For chemical controls, important questions at this step are:

  1. What is the best insecticide for the target pest?
  2. What is the optimal rate?
  3. Is it legal?
  4. What are the safety requirements and use restrictions?

Some considerations associated with selecting and recommending tactics in a broader IPM program (not just for an individual plot or field) are that these tactics need to integrate with three components of a farming community to be successful. The 3 components are:

  1. Available IPM methods. IPM implementation needs to bring together all the various prevention, observation, decision, and intervention methods that are available to the farmer. This list can include methods that farmers already use and are familiar with, as well as novel methods and techniques that would fit well into the local system. New methods must be chosen carefully so that they are not beyond locally available resources.
  2. Cropping system/agroecosystem. The IPM program needs to be compatible with the cropping system and the agroecosystem. IPM recommendations for one crop that interfere with another traditional crop are unlikely to be adopted. Intercropping a corn crop with beans will only be adopted if the farmer likes eating (or can sell) the beans! This may seem obvious, but it is surprising how many times simple considerations like this are overlooked.
  3. Community health. IPM needs to consider the health of the community. IPM generally, but not always, can improve the health of farming communities through improved profits and reduced exposure to pesticides. However, IPM isn’t always better. For example, what if reduced pesticide use results in increased labour requirements and children who should otherwise be in school provide that labour? Or what if a using a lower-risk biopesticide like rotenone impacts the local fishery? All of the potential impacts of an IPM program need to be considered if an IPM program is to be a success.

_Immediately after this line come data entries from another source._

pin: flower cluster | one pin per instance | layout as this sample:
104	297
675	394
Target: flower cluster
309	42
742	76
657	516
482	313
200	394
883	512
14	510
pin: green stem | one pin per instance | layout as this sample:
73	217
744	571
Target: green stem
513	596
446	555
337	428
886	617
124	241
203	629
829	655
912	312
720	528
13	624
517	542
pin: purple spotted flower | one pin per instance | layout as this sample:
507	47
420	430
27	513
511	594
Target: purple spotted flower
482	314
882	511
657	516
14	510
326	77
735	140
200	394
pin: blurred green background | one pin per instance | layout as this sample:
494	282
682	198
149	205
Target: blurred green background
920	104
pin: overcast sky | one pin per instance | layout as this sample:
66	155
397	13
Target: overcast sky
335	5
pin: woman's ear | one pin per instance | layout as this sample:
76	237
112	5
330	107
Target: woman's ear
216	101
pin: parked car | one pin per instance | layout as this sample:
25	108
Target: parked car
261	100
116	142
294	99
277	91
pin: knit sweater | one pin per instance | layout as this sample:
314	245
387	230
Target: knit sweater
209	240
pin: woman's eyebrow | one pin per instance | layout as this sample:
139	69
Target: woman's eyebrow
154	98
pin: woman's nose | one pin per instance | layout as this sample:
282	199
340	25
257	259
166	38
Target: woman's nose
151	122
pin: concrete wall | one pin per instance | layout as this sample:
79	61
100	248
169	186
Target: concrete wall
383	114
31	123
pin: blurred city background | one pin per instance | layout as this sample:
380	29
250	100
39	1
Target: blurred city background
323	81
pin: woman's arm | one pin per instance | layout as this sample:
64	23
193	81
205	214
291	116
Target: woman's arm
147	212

4.7: Step 7 – Implementation

Once the interventions are selected, they should be deployed on a timely manner with precision and completeness. When intervening with a chemical pesticide it is critical to remember that proper timing and placement is often more important than the rate. Key questions to answer during this step include:

  1. What can be done to improve effectiveness of the management tactics?
  2. Is the pesticide application equipment calibrated properly and in good working condition?
  3. If pesticides are used, what is the appropriate chemical and rate for the target pest?
  4. Can the pesticide be applied in a manner that will be least disruptive on natural enemies while still provide effective control?
  5. In certain situations, it may be desirable to leave small non-treated areas to evaluate control effectiveness.

4.8: Step 8 – Evaluation

When implementing an IPM program you should always take time to follow-up and evaluate pest control actions to determine if you got your money’s worth. Review what went wrong but more importantly what went right.

  1. Was the choice of control action appropriate?
  2. Was the management action implemented on time and according to recommendations?
  3. What changes to the management tactics can be made to improve control if the same pest problem occurs in the future?
  4. What future changes in the production system can be made to achieve more permanent suppression of the pest problem?